Some people worry it could disrupt industries, potentially putting artists, tutors, coders, writers and journalists out of work. Others are more optimistic, postulating it will allow employees to tackle to-do lists with greater efficiency or focus on higher-level tasks. It will likely force industries to change but that isn’t the case. It’s a bad thing.

“New technologies always come with new risks and we as a society will have to address them, such as implementing acceptable use policies and educating the general public about how to use them properly. Guidelines will be needed.

The tech companies are not paying enough to feed the public: What are the best dog beds? A question for the Microsoft Bing chatbots of Wirecutter

Two years ago, Brad Smith told a US congress that tech companies were not paying enough to media companies for the news content they used to give to search engines.

It is far bigger than us and we hope people do not use gadgets like cellphones or laptops in a century. Our democracy is dependent on it.

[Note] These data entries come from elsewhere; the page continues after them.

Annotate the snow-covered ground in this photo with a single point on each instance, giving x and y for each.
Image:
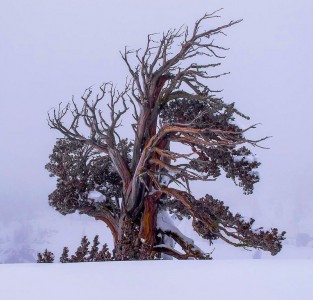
(219, 279)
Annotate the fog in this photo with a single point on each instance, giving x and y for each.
(51, 50)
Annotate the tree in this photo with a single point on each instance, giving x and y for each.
(133, 185)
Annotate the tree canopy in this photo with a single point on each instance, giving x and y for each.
(183, 132)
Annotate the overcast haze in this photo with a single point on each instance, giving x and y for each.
(51, 50)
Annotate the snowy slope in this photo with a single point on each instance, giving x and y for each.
(220, 279)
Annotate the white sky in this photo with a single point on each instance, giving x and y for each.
(50, 50)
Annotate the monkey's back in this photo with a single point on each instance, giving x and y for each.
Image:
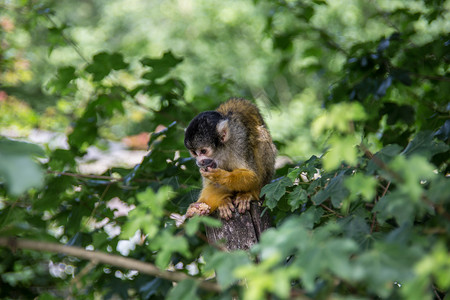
(259, 139)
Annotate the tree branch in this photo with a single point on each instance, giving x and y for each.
(100, 257)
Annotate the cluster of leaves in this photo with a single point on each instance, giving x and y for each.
(367, 219)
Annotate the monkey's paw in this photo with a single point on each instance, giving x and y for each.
(226, 210)
(198, 208)
(242, 202)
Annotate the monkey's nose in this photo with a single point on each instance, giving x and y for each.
(205, 163)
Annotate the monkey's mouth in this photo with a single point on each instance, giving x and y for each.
(211, 165)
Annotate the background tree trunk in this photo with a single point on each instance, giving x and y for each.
(241, 231)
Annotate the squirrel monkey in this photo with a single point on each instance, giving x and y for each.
(235, 154)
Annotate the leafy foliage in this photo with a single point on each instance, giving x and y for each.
(368, 218)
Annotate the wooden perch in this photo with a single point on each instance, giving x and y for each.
(241, 231)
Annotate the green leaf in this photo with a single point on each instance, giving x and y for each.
(18, 169)
(335, 190)
(385, 155)
(274, 191)
(426, 145)
(62, 80)
(342, 149)
(184, 290)
(224, 263)
(165, 243)
(297, 197)
(103, 63)
(160, 67)
(361, 185)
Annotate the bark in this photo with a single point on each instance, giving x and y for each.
(241, 231)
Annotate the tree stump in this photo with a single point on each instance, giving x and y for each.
(241, 231)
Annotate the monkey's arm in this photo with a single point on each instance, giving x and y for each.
(215, 198)
(243, 181)
(240, 180)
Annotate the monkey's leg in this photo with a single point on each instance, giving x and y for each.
(242, 201)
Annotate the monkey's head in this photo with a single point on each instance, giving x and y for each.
(206, 138)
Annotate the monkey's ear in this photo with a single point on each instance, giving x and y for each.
(223, 130)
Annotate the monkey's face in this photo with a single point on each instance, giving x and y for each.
(204, 158)
(205, 139)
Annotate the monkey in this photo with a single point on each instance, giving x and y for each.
(236, 156)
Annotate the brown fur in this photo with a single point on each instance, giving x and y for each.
(245, 158)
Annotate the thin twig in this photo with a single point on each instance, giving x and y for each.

Smith said tech companies should do more and that Microsoft was committed to continuing “healthy revenue-sharing” with news publishers, including licensing articles for Microsoft news apps.

When WIRED asked the Bing chatbot about the best dog beds according to The New York Times product review site Wirecutter, which is behind a metered paywall, it quickly reeled off the publication’s top three picks, with brief descriptions for each. “This bed is cozy, durable, easy to wash, and comes in various sizes and colors,” it said of one.

When the bot responded, it gave citations to Wirecutter’s reviews and websites that used his name to make money by using affiliate links. The Times was unresponsive to a request for comment.

Source: https://www.wired.com/story/news-publishers-are-wary-of-the-microsoft-bing-chatbots-media-diet/

The Bing API is not an Alternative to Search Engines: Why the Microsoft Adversarial Services (Bing) Describe the Interaction with Content Publishers

Microsoft communications director Caitlin Roulston says that “Bing only crawls content publishers make available to us.” She says that Microsoft has an agreement with some publishers that give the search engine access to paywalled content. The scheme predates Bing’s AI upgrade this week.

OpenAI is not known to have paid to license all that content, though it has licensed images from the stock image library Shutterstock to provide training data for its work on generating images. Microsoft does not pay content creators when its bot summarizes articles, just as it has not paid web publishers to display short snippets from their websites in search results. Bing’s interface provides richer answers than traditional search engines do.